By 1968, when the student body became more politically involved with the war in Vietnam, snow sculptures were politicized. Theta Chi won the competition in 1968 for its ‘Johnson 1868 to Johnson 1968’ sculpture of President Lyndon Baines Johnson. A sign next to Johnson’s face read, ‘It’s still snowing,’ an intended critique of the president.

 

Modern meltdown

By the late 1960s, the weekend’s expansiveness had petered out as political activeness and a draft garnered most student attention. A revival in 2003 attempted to bring the weekend back but was ironically postponed because of too much snow. The rescheduled carnival attracted only four students for the wacky winter olympics, according to a story in The Post-Standard.

Since its revival in 2003, the Winter Carnival has become a different kind of celebration. The competitive skiing and ice skating has been replaced with more fun, carefree activities, such as human dogsled races, snow shoeing and chili cook-offs. Skating outside turned into skating indoors at the Tennity Ice Skating Pavilion. The snow sculpture contest that once boasted roof-high replicas of the Statue of Liberty and Crouse College now attract a much smaller group with far more modest creations.
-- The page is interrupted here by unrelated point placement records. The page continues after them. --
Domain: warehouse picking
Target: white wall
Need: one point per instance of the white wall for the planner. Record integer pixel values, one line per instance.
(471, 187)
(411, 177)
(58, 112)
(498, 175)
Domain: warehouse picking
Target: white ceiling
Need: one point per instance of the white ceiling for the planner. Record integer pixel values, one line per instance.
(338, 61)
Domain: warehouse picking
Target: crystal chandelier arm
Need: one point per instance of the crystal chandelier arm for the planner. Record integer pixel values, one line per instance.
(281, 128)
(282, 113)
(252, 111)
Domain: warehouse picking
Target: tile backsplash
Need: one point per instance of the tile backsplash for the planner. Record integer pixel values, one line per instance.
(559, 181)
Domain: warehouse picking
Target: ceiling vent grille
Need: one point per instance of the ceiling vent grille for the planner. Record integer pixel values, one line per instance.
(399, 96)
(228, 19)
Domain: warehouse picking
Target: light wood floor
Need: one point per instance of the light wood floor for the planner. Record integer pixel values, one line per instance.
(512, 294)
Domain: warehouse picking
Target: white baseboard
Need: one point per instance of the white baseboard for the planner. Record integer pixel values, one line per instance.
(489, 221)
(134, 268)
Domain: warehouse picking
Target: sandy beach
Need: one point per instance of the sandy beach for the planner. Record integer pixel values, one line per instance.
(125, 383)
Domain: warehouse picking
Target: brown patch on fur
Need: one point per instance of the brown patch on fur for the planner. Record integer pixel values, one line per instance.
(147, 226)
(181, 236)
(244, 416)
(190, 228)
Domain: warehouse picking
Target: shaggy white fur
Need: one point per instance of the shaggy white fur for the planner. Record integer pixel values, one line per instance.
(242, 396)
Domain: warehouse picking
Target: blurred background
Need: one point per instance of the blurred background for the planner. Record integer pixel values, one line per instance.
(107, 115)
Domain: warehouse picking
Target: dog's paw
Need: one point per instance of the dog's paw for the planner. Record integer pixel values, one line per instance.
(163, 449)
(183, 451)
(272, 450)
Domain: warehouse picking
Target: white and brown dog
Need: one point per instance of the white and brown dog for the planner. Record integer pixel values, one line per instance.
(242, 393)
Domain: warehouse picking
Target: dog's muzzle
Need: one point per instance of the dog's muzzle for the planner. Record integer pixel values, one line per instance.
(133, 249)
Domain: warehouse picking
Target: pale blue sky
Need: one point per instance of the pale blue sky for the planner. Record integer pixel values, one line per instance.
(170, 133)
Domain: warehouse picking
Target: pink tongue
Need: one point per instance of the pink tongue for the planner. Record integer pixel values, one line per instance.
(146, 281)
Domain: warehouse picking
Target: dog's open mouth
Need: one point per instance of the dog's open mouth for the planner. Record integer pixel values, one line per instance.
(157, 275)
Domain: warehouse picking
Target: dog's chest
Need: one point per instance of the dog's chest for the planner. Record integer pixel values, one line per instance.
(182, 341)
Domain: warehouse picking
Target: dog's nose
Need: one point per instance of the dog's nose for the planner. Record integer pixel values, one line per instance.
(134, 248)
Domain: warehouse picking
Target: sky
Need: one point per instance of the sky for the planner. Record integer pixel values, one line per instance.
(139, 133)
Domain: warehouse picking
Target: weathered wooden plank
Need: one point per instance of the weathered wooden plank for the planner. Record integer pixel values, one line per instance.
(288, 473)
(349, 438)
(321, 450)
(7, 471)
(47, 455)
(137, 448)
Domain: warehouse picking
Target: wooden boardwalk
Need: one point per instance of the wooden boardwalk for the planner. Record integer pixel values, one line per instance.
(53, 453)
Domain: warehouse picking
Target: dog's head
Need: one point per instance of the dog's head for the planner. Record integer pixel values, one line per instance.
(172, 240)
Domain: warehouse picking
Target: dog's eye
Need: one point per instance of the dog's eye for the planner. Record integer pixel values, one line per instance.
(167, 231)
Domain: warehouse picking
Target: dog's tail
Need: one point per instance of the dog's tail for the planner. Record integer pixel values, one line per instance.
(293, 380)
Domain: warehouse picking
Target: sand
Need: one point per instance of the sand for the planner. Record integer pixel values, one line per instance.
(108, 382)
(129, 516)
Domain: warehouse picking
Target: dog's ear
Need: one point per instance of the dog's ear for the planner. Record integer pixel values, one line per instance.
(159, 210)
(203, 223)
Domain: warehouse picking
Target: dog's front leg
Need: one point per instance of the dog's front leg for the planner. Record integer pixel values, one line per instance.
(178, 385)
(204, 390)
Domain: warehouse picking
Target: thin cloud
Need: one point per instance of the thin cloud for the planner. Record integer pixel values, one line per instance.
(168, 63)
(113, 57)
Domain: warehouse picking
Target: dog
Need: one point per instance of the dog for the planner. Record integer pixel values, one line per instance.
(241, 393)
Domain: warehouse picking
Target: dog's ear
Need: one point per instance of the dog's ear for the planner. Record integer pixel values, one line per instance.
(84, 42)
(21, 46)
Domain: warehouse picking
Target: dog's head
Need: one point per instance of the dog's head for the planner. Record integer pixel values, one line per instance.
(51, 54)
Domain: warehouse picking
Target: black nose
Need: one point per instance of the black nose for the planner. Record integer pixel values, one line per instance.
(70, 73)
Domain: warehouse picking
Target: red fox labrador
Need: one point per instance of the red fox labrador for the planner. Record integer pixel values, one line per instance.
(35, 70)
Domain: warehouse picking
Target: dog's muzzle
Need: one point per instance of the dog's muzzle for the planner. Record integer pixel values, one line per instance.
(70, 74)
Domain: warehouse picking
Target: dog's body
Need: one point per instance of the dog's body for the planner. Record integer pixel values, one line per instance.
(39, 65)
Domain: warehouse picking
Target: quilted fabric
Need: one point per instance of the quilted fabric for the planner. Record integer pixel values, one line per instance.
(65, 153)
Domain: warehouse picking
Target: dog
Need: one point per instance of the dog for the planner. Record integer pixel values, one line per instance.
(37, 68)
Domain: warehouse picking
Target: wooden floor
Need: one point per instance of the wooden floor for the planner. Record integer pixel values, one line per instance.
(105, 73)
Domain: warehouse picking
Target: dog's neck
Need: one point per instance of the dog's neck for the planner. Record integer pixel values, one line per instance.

In 2005 students turned out to break the record for the world’s largest snowball, but in 2006 only 13 people turned up to break the snow angel record (1,780 short of breaking that record).

But today’s 25-member Traditions Commission doesn’t see recent winter carnivals as a decline in spirit but as a different vocalization of school pride.

‘Today spirit is just expressed in a different way,’ said Courtney Jones, the Tradition Commission’s consultant and Student Life program coordinator. ‘And that’s reflective of the culture of campus and of America. Today it’s perfectly acceptable to make your Facebook status ‘Can’t wait for Winter Carnival.’ It’s different, but it doesn’t mean there’s less passion for the school.’

Jones hopes to see this year’s event bring the campus together.

‘It’s a large campus, and there are certain times when we all pull together — usually it’s for sports — but I hope Winter Weekend has that effect, so whether you talk to an alum of ‘56 or ‘78 or 2013, they all experienced Winter Carnival in some way, shape or form.’

Matfess, the current co-chair, ended the Winter Carnival meeting Friday by emphasizing the importance of using Twitter, Facebook and Foursquare to get the message out about this year’s events.

She’s excited about the coming week but said she can’t help feeling a bit envious of the Winter Weekends of days gone by.

‘I wish I was a student in 1950 all the time,’ Matfess said. ‘It’d be great to see it at its prime. But that’s kind of what we’re trying to do here by bringing Winter Carnival back to its roots. It’s still all about beating the winter blues.’